Mastering Games with AI

Cam Allen – 21 July 2018 – 1 min read

This is an essay I wrote in the spring of 2018 on the use of AI for playing board games. It describes the history behind the AI systems that eventually defeated human experts at playing chess, checkers, backgammon, and Go. The essay was an assignment for a course at Brown called “Reintegrating AI”, and I submitted it on March 23, 2018.

Read the full essay here.


Introduction

Since its inception, the field of artificial intelligence (AI) has sought to measure the intelligence of machines by comparing their performance against that of humans. In Alan Turing’s seminal paper, he suggested that a good way to evaluate machine intelligence is to have machines play games against human adversaries. Intuitively, the argument is that if greater intelligence causes one to be better at winning games, then for a machine to win a game against a human, it must have greater intelligence (at least at playing that game). This conclusion seems especially valid for two-player, zero-sum games, where one player wins if and only if the other loses. A great deal of AI research has thus focused on building AI systems that can play two-player, zero-sum games at a high skill level.
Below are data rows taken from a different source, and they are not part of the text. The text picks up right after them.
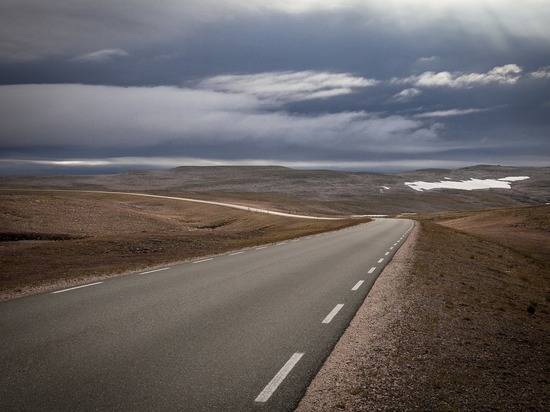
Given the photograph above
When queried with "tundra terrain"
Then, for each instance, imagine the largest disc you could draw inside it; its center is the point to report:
(460, 320)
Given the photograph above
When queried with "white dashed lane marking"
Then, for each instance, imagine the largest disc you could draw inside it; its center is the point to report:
(333, 313)
(357, 285)
(204, 260)
(279, 378)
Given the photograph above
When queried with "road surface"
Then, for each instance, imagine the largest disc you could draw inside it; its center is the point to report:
(247, 330)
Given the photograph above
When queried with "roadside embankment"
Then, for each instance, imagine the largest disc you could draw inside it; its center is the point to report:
(455, 322)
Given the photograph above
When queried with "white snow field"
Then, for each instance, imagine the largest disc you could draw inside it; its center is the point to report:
(472, 184)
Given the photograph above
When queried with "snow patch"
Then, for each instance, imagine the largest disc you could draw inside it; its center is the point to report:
(472, 184)
(514, 178)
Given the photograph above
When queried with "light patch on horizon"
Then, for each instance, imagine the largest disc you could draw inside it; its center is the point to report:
(472, 184)
(504, 75)
(542, 73)
(101, 55)
(450, 113)
(288, 86)
(406, 95)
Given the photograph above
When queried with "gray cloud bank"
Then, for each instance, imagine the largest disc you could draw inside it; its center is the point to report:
(307, 83)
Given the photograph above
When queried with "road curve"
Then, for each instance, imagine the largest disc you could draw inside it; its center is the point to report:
(243, 331)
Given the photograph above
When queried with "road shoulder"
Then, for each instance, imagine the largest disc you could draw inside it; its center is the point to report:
(363, 353)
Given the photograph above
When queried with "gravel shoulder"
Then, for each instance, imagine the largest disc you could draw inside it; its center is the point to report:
(456, 322)
(361, 360)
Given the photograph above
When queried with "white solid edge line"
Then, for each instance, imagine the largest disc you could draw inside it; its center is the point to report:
(358, 285)
(204, 260)
(77, 287)
(153, 271)
(279, 378)
(333, 313)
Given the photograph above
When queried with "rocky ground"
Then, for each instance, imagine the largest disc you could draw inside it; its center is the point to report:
(455, 323)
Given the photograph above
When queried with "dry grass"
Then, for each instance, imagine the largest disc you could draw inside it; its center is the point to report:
(463, 324)
(76, 237)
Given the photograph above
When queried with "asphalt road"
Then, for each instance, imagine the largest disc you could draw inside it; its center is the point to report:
(242, 331)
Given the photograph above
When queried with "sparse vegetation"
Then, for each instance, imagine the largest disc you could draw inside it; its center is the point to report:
(50, 238)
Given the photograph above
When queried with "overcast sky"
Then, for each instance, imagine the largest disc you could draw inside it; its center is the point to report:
(366, 85)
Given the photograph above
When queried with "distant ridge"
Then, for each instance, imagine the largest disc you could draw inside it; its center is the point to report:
(322, 191)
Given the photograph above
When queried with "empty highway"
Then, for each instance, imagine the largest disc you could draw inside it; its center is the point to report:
(247, 330)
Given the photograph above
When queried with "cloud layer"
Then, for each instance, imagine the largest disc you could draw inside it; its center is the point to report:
(302, 82)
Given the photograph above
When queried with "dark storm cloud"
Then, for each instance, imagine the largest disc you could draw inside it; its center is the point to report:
(293, 82)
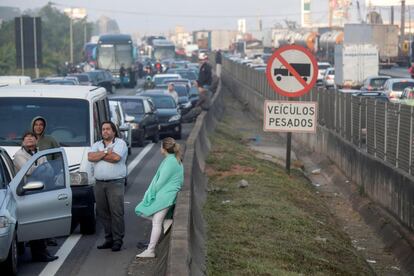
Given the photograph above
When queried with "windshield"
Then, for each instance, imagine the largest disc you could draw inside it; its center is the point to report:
(112, 56)
(400, 86)
(190, 75)
(181, 91)
(164, 52)
(16, 115)
(160, 79)
(377, 82)
(132, 107)
(164, 102)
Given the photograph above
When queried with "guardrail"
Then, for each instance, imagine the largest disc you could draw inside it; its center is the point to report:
(371, 141)
(186, 250)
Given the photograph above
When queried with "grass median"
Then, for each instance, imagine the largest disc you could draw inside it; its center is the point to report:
(278, 225)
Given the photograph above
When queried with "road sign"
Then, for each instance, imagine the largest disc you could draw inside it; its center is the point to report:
(290, 116)
(292, 71)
AI approaches to game-playing can largely be grouped into two categories: classical techniques (also known as Good Old-Fashioned AI, or GOFAI), and connectionism. Classical techniques tend to focus on explicitly representing abstract knowledge about the game in some sort of knowledge base, and then efficiently searching through that knowledge when it’s time to select the next move. In connectionist approaches, the system’s knowledge is represented implicitly within one or more neural networks, and these networks process the game state as input before outputting an evaluation of the available moves. Each approach has its advantages, and each has led to super-human performance at some games. In this paper, we will look at some major milestones where AI systems first beat humans at checkers, chess, and backgammon; and we will use these systems to discuss some of the strengths and weaknesses of each approach. Then we will look at recent work on playing Go that combines deep neural networks with classical AI methods to achieve super-human performance where neither approach had previously been able to on its own.